Disability Studies Quarterly
Winter 2006, Volume 26, No. 1
<www.dsq-sds.org>
Copyright 2006 by the Society
for Disability Studies


BOOK & FILM REVIEWS

Herie, Euclid. Journey to Independence: Blindness, the Canadian Story. Toronto, Ontario: The Dundurn Group. 2005. 215 pgs. Cloth, $50. ISBN-10: 1-55002-559-7; ISBN-13: 978-1-55002-559-0.

Reviewed by Diane R. Pawlowski, Ph.D., Wayne State University

Euclid Herie explains that his goal is to simply tell the story of an experiment in Canadian philanthrophy. The author accomplishes far more in this top-down history of the Canadian National Institute for the Blind (CNIB), one of the world's largest and most influential organizations of its kind. Journey is a valuable sourcebook not only for disability scholars, but for social scientists studying topics related to organizational studies, the cultural construction of work, and the cultural construction of disability itself. In accord with many disability scholars' insistence that research and writing adhere to the philosophy of "nothing about us without us," this is an exemplary case study of an organization founded by the blind, and largely managed, directed, and run by highly educated blind individuals. Herie presents an insider's view. He was one of CNIB's blind executives, and writes as a retired CNIB managing director.

Research included access to archival sources, personal papers, diaries, and interviews conducted by two other scholars with CNIB staff, volunteers, and historical figures. First interviews were done from 1940 to 1960. A second series of 130 interviews were completed in 1978. Herie conducted approximately 50 additional personal interviews, thus preserving significant aspects of disability history, as nearly half his respondents have died.

The book comprehensively discusses the background, education, and training of CNIB's founders, executive leaders, and policy makers and how their decisions shaped the organization, as well as educational and employment opportunities for blind Canadians for decades. Herie explores early efforts to educate the blind in Europe and the U.S. preceding CNIB, and how the organization evolved in response to outside forces, including World Wars, depressions, recessions, financial and fundraising competition, technological advances, and social and economic changes profoundly influencing employment and residential patterns, as well as changing demands for new and relevant services voiced by a vibrant and independent disability movement.

Because of its focus, this book takes a unique view of a particular part of the disability community over a long period of time. In short, Euclid Herie writes not about disability or blind culture, but about the work of people with vision impairments fashioning an organization that would, quite literally, construct and fashion a cultural milieu enabling others like themselves to fully enter into the education and work life of far flung rural communities and urban trade centers of a great nation. It is an amazing chronicle of changing roles of education, work, and opportunity from a period when blind men and women were routinely excluded from all aspects of life, often left in extreme poverty to beg or survive on generosity of family or friends. From life with no pensions or support, CNIB formed residential schools and institutions, sheltered workshops, and businesses supporting inclusion of the blind into today's world of legally mandated equal opportunity.

Written from the point of view and voice of a corporate insider who is also a disability consumer, the CNIB story reviews a time prior to an era when home teachers traveled for days into remote areas and into the Artic Circle to live with families of newly blinded individuals needing instruction. CNIB's home teachers instructed women to cook and sew and carry on their family lives as before. Sadly, no maps are included to show how far these teachers traveled by wagon and rail, and later motorcar, without snowmobiles or airlines. This search and educate mission continued to recent times when a CNIB social worker located, in 1958, 60 unregistered and unserved blind adults hidden in the patient population of an Ontario mental hospital.
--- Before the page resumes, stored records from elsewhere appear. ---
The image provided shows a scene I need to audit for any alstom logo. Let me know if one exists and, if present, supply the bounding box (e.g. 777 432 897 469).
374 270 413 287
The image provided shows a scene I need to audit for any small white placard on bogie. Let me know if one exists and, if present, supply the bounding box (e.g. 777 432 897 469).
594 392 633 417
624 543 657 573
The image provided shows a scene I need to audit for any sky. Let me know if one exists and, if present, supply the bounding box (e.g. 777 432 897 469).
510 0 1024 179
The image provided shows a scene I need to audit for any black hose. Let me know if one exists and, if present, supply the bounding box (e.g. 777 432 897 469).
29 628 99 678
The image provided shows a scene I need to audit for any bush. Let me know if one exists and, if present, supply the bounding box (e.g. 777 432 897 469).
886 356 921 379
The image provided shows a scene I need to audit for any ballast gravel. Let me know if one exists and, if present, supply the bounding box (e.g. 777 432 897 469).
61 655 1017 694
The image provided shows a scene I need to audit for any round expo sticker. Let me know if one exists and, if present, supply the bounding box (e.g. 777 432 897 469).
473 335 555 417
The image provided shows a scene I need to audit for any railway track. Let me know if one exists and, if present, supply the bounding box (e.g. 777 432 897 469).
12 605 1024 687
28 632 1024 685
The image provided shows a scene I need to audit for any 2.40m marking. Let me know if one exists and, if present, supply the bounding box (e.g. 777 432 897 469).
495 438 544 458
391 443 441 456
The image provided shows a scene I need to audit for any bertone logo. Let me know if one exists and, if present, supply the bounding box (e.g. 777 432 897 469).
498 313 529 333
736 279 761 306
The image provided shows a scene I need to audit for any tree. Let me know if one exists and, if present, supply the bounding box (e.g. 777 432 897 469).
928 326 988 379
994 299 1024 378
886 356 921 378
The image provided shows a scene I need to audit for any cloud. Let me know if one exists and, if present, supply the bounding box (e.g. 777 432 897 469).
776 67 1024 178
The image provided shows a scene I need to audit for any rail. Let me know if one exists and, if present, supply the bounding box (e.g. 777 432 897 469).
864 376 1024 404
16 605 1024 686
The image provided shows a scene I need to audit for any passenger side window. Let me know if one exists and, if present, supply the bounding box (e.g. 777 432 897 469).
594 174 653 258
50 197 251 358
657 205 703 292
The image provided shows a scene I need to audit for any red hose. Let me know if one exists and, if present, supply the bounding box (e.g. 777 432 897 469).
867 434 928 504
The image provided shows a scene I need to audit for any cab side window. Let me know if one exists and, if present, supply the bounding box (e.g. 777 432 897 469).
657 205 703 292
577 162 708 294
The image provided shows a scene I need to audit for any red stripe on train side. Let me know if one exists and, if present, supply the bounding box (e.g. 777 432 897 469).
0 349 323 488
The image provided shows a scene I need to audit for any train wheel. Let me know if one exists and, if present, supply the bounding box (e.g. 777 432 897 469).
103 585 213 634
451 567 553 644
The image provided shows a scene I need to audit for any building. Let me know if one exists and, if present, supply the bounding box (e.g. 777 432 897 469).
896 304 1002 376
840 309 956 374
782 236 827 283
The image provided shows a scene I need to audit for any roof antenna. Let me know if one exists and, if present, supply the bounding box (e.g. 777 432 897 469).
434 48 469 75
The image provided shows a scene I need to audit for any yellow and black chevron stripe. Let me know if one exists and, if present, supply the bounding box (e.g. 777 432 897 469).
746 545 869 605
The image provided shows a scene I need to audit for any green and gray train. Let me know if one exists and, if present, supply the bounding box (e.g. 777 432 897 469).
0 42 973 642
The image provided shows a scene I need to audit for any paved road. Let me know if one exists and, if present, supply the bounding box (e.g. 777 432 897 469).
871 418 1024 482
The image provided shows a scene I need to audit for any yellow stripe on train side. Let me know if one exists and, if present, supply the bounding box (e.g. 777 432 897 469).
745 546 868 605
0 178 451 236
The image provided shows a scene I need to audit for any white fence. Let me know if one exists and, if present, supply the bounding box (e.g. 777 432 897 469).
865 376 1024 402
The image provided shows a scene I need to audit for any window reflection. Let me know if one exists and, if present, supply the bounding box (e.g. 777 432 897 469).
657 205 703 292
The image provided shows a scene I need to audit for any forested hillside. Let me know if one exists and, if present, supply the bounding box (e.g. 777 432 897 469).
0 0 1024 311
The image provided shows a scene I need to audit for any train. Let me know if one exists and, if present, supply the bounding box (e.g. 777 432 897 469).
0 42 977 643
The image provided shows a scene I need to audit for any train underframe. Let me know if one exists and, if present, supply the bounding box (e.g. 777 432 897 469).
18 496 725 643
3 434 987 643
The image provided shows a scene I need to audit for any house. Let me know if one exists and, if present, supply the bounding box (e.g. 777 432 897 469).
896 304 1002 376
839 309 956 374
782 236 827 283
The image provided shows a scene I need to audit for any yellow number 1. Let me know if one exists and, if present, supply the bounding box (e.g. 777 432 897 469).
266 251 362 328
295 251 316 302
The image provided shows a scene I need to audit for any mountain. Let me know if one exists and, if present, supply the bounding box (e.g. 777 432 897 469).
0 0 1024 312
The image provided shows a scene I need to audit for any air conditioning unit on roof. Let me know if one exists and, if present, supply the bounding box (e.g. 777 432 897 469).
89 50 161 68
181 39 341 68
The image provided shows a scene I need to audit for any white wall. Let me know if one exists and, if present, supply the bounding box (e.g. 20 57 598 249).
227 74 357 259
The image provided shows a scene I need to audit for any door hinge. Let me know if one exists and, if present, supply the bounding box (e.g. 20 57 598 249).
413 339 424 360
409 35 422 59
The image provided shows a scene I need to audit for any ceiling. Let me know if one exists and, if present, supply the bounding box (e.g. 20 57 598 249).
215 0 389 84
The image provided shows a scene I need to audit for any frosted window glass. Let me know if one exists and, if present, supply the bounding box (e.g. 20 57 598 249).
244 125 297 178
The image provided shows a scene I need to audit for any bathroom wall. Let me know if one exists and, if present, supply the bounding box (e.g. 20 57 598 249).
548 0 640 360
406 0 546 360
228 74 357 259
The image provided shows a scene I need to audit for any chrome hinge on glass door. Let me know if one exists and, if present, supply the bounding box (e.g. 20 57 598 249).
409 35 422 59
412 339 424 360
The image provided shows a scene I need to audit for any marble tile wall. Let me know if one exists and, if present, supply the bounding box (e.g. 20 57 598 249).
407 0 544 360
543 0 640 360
The focus is on a highly visible organization that achieved remarkable goals. Where there were no jobs for blinded veterans returning from World Wars, CNIB set veterans up in their own businesses operating newsstands in federal and other office buildings. CNIB founded and ran contract businesses and a thriving catering business.

Although Herie points out CNIB's flaws, he sometimes glosses over in-depth discussions of organizational shortcomings, including the eventual failure of the highly successful Caterplan enterprise, and later CNIB's hesitancy to move beyond sheltered workshops; fierce competition for funding; and turf wars with other agencies including Canadian Federation of the Blind. Gender bias within CNIB is inadequately explained, although Herie decries barriers CNIB female leadership staff faced. One issue that is discussed, and Herie regards as a CNIB failure, is the lack of public funding for free library resources for the blind.

Such a detailed history of an organization affecting millions of people over Canada's vast distances cries out for maps to help readers understand CNIB's physical context. There are few pictures to give readers the feeling of what it must have been like for CNIB's home teachers and rehabilitation specialists to travel hundreds of miles alone to live and work in areas above the Artic Circle.